Some proponents of the parks say that eliminating a park in a declining neighborhood would make a resurgence much harder.

“It could be a case of penny wise, pound foolish,” said Abe Kadushin of Kadushin Associates, an architecture firm that does a lot of work in Detroit. “I understand the need to make money, if it’s an asset that’s valuable and the city can dispose of it. But it may not be the wisest thing in the long run.”

The proposal seems to have stalled in the City Council’s Neighborhood and Community Services Committee, whose chairwoman is Ms. Watson. But the administration of Mayor Kwame M. Kilpatrick plans to pursue it, possibly along with other options like neighborhood or corporate sponsorships. Though with more than 300 parks — 40 percent of which are in poor condition — sales to developers or other for-profit entities could be most beneficial.

If private buyers emerge for most of the parks in question, the city estimates it can raise $8.1 million from selling the land (about 124 acres) and more than $5 million a year in tax revenue, while saving hundreds of thousands of dollars on maintenance.

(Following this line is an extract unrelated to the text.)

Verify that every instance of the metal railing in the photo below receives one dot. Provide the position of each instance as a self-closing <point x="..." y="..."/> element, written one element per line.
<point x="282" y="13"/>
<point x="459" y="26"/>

“It’s an opportunity to look at where we can put parks closer to people,” said James Canning, a city spokesman. “We’ve constantly looked for ways to make government more efficient, and we see this whole idea of possibly repositioning parks as promoting an increased quality of life for those living in our neighborhoods.”

Some experts say the idea makes sense. While many cities and states are preoccupied by figuring out how to grow, several, like Detroit and New Orleans, are grappling with how to shrink, an alternative that is rarely pleasant. Recently, a melee erupted when the New Orleans City Council voted to demolish four public housing projects (to be replaced by fewer units for poor people).